Jean Sivardière et Bruno Gazeau, président et vice-président de la fédération nationale des associations d’usagers des transports (fnaut), dans un article paru le 27 juillet 2020 sur le site de Reporterre, ont exposé leur vision des solutions possibles pour changer les comportements en matière de transports. Notre collectif a souhaité apporter sa contribution à ce débat, car nous croyons que faire supporter encore plus le prix des transports collectifs par l’usager via différents moyens est une « fausse bonne idée ». Bien au contraire, c’est la gratuité des transports publics qui permet de répondre à l’urgence sociale et à l’urgence climatique.

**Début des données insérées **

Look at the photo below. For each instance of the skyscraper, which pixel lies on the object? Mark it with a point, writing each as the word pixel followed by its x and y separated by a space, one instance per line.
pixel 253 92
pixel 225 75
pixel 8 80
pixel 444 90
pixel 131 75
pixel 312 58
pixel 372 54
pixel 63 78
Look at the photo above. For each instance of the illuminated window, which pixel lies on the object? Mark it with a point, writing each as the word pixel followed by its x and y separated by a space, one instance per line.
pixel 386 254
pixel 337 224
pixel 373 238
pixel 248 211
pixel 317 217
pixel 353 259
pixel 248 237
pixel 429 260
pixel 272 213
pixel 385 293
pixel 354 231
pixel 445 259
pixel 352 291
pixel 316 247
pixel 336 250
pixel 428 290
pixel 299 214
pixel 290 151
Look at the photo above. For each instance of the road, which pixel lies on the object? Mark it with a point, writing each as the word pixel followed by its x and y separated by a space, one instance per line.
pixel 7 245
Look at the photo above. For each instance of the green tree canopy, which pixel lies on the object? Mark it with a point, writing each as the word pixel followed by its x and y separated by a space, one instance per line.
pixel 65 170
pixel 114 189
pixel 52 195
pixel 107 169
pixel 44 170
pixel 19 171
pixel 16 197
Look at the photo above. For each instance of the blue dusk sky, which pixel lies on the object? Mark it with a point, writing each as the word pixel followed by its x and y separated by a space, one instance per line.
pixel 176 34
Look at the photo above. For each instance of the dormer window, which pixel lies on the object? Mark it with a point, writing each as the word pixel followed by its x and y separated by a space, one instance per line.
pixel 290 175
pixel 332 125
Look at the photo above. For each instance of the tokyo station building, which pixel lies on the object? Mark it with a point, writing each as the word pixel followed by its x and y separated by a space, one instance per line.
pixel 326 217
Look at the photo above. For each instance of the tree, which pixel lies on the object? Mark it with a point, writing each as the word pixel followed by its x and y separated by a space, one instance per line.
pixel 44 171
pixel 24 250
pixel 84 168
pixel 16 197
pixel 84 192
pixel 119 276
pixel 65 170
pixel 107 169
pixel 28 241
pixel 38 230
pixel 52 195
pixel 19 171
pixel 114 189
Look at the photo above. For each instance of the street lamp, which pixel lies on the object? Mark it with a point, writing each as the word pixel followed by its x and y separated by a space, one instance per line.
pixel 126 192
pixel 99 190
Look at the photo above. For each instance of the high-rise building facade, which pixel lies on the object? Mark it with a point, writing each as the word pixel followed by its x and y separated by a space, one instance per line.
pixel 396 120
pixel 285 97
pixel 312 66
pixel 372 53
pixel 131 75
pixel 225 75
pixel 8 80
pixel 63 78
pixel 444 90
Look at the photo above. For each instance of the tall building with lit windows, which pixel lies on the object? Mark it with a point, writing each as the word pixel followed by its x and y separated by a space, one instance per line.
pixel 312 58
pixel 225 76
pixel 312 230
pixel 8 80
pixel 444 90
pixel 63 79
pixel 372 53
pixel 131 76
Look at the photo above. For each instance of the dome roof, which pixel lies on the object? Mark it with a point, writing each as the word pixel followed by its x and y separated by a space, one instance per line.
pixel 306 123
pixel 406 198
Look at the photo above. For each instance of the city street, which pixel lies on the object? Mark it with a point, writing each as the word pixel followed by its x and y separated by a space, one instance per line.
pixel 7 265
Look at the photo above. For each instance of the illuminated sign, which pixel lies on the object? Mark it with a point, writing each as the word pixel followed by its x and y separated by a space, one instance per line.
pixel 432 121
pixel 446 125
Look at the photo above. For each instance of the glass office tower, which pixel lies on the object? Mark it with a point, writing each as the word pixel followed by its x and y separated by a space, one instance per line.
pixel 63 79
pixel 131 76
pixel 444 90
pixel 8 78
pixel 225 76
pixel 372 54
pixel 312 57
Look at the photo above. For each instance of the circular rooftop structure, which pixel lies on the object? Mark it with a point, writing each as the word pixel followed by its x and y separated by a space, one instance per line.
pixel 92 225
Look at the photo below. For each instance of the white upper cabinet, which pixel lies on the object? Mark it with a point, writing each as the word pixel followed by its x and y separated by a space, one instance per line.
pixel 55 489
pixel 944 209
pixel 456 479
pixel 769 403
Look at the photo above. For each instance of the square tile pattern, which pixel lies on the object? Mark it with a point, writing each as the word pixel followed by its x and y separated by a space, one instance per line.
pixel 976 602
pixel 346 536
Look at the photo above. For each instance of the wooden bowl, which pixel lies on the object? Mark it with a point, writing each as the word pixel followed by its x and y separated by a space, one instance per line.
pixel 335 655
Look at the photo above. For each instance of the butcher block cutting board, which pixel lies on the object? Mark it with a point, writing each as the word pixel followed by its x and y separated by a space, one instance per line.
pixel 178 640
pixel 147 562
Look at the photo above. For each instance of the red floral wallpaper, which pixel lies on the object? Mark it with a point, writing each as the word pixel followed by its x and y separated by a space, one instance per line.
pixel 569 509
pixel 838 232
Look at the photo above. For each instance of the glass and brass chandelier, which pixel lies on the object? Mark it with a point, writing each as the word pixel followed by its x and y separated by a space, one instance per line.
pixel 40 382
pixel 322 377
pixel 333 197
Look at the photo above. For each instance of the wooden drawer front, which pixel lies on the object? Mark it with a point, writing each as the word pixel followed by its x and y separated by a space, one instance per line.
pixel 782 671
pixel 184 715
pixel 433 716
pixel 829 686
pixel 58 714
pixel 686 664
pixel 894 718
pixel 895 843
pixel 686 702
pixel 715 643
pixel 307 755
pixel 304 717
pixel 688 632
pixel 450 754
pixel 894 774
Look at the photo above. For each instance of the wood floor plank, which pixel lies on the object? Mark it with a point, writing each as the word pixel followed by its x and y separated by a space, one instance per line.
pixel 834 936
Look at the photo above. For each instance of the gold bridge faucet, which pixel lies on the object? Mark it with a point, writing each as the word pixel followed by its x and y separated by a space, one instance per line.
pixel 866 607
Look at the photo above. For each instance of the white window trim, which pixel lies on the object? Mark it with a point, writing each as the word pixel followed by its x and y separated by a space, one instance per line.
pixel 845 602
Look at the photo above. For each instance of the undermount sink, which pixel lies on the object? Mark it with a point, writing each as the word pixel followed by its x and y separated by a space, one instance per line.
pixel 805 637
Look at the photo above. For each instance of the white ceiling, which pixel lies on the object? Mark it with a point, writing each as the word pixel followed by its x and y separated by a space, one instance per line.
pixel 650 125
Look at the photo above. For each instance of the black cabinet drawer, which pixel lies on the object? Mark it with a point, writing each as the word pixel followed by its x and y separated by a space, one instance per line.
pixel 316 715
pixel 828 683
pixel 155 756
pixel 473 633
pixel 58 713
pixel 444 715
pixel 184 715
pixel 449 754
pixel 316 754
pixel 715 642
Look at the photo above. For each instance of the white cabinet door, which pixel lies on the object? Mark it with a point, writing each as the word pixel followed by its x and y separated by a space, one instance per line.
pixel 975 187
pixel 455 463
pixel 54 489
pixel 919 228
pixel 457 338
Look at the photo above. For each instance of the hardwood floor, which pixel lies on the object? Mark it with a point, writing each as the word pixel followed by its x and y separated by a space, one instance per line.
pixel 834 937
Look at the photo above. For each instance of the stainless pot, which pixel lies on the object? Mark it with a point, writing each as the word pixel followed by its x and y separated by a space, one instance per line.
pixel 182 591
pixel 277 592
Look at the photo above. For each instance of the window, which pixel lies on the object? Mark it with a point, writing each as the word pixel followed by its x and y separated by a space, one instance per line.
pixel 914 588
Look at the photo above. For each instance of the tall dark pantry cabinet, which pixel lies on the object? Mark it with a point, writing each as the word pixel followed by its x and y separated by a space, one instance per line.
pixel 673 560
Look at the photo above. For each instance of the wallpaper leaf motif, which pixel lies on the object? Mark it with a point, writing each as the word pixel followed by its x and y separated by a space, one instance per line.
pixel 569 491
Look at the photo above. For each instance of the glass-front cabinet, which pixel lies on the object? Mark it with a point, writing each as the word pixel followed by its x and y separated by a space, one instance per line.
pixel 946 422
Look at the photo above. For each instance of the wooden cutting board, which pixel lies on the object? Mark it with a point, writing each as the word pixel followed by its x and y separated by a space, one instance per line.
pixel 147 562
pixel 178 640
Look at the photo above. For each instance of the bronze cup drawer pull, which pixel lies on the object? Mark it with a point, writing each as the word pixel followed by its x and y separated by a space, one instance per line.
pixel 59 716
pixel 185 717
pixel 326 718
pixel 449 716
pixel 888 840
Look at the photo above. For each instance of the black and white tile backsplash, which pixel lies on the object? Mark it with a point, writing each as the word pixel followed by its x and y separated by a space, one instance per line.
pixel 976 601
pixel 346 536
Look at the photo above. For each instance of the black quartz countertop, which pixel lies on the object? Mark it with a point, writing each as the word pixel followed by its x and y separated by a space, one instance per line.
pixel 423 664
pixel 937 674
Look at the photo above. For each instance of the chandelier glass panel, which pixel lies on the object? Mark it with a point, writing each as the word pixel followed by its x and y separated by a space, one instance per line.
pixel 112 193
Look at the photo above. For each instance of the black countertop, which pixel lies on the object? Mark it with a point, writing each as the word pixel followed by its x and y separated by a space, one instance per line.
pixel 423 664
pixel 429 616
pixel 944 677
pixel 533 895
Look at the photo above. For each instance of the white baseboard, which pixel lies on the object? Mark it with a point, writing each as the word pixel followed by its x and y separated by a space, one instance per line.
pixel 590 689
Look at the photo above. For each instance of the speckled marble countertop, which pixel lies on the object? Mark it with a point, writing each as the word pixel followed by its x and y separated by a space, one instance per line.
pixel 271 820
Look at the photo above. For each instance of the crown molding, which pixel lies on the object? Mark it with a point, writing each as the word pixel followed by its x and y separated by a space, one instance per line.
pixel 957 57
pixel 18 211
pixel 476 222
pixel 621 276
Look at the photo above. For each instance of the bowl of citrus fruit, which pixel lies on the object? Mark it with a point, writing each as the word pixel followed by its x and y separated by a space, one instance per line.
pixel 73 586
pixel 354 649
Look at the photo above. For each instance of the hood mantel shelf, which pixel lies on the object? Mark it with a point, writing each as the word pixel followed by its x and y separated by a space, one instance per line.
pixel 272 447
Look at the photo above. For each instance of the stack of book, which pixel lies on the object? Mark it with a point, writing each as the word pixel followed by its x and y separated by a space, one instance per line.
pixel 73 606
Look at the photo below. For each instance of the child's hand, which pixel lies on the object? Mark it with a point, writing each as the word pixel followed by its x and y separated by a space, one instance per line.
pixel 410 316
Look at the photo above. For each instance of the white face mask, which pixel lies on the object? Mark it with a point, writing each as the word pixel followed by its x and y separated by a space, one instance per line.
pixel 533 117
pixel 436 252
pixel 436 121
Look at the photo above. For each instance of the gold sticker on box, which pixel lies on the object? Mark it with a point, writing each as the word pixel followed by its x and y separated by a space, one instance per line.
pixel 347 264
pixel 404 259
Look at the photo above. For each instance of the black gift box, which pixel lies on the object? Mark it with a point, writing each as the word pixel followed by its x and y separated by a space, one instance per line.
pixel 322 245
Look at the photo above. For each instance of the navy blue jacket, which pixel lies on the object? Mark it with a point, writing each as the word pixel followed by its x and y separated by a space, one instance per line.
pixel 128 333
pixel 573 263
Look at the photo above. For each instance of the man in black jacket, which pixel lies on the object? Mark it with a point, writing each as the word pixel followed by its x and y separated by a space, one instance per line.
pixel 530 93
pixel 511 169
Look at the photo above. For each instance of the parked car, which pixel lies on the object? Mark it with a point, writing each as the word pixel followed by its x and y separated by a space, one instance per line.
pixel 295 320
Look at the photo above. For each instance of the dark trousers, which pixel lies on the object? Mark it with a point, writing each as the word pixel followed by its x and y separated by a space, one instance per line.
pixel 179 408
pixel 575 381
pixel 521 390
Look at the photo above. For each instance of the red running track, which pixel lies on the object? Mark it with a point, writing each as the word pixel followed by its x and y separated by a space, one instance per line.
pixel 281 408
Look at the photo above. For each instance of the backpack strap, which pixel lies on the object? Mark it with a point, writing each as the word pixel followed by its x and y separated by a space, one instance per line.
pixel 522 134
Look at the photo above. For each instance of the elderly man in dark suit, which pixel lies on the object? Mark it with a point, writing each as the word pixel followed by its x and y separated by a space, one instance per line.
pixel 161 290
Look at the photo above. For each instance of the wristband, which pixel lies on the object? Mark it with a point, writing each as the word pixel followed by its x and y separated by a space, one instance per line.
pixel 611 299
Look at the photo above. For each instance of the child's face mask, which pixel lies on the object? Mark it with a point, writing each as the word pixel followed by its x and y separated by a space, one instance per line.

Péages urbains, privatisation des transports publics, hausse de la contribution des voyageurs : des solutions injustes et inefficaces
L’exemple de l’Allemagne est souvent mis en avant pour vanter la privatisation des transports ferroviaires, alors que l’opérateur public est très largement majoritaire (90 % des lignes nationales, 70 % des lignes régionales). On oublie curieusement de citer la Grande Bretagne, pourtant emblématique de ce qu’est la privatisation des chemins de fer menée jusqu’au bout de sa logique. 27 ans après, le résultat de la privatisation du rail est une vraie catastrophe en terme de prix (les Anglais consacrent 14 % de leur budget au Pass de transport mensuel, le prix du ticket de métro à l’unité à Londres est de 5,40 € !), de qualité de service et de sécurité, à tel point qu’une renationalisation est envisagée[1].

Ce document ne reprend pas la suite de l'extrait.